The alchemy in art is that it allows us to see stars where once we saw dust.

Gabrielle Selz from Alchemy of Art

There’s a notable kangaroo in the 2008 computer-animated comedy film Horton Hears a Who!- a movie based on Dr. Seuss’s book of the same name. Sour Kangaroo, as she is called, challenges Horton the Elephant’s perception and says, “If you can’t see it, feel it, or hear it, it doesn’t exist.”

We all, to varying degrees, have a skeptical kangaroo within us. The disbeliever. A part of us haunted by the times when although we saw it, felt it, and heard it- it still didn’t exist. I’m thinking of romantic entanglements gone sour after the curtain of deception has lifted.

Both fake and real love can entail overwhelming heartbreak. A type of existential disappointment that is especially hard to recover from. Some of us never make it back; we remain die-hard skeptics. And skeptics are more likely to be cynics, and so on it goes- the psychological chain reaction is set in motion. Consequently, a dark and negative mindset hardens the psyche. Our worldview grows rigid and we cut ourselves off from the beauty of beginner’s mind.

This time last year, on an otherwise ordinary day, I found myself behind a massive snow-clearing vehicle.

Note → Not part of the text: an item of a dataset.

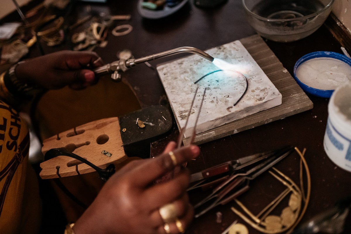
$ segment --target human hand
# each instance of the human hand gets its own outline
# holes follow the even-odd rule
[[[192,220],[194,210],[186,192],[190,173],[180,165],[196,158],[200,149],[194,145],[178,149],[176,147],[175,142],[170,143],[155,158],[132,161],[115,173],[76,222],[75,234],[179,233],[175,220],[170,221],[166,232],[168,227],[164,226],[159,212],[169,203],[174,205],[181,228],[185,229]],[[175,166],[168,153],[173,150]],[[154,182],[175,168],[179,169],[172,179]]]
[[[96,83],[91,70],[103,65],[93,52],[62,51],[39,56],[19,63],[16,68],[17,78],[46,89],[57,89],[66,85],[81,89]]]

I watched as a Transformer Autobot from the planet Cybertron (because one can never know) sucked up the snow from the ground and blasted it into the adjacent snow loading truck. I went into a trance as my car inched forward at a snail’s pace. But my half-conscious state wasn’t to last long.

When you are not expecting to see something, it takes a little longer for the brain to register the sight of it. Amazingly enough, I spotted a flying maple seed, or a whirling samara, aloft directly above the loading truck. Depending on the force generated by the entering snow, it went up, down, and sideways. This was not something you’d expect to see in the dead of winter. I was enchanted. From my earthly perch, I observed a shooting star. Or to put it differently, my eyes and heart aligned with the poetry of the moment.

online image taken from the Farmers’ Almanac since 1818 website

A samara is known by many names including helicopter, maple’copter, and whirlybird, to mention a few. I wondered how long this mighty samara with agile aerodynamics would last in the air before embedding itself in the hostile snow, as opposed to more seasonally appropriate soil. It lasted longer than I thought it would.

But did this really matter? The mystical relevance is what mattered. Moreover, I felt like I could better identify with Horton’s story in one of my all time favourite movies. A big bonus.

As Horton splashes in a pool, he hears a tiny speck of dust talk to him. Turns out, this speck is in fact a tiny planet; and on this planet microscopic creatures called Whos live in a community called Whoville.

Who knew?

Indeed, magic exists in the eye of the beholder, no matter its relative size or extent. And it expands your world. Horton found what many would have felt too much of a responsibility to handle. Even art, a supernatural force in and of itself, can force you to have new awareness. Sometimes we don’t want to deal with the kind of opportunity, or ability to act differently, that a fresh perception of reality can demand. I say- embrace it like your life depends on it. Because it does.

And maybe, just maybe, there was a planet that existed on the heroic samara that so mesmerized me last winter. Perhaps the beings of this infinitesimal planetoid helped keep the samara from being forgotten beneath the snow, and around long enough to connect with one lucky human soul.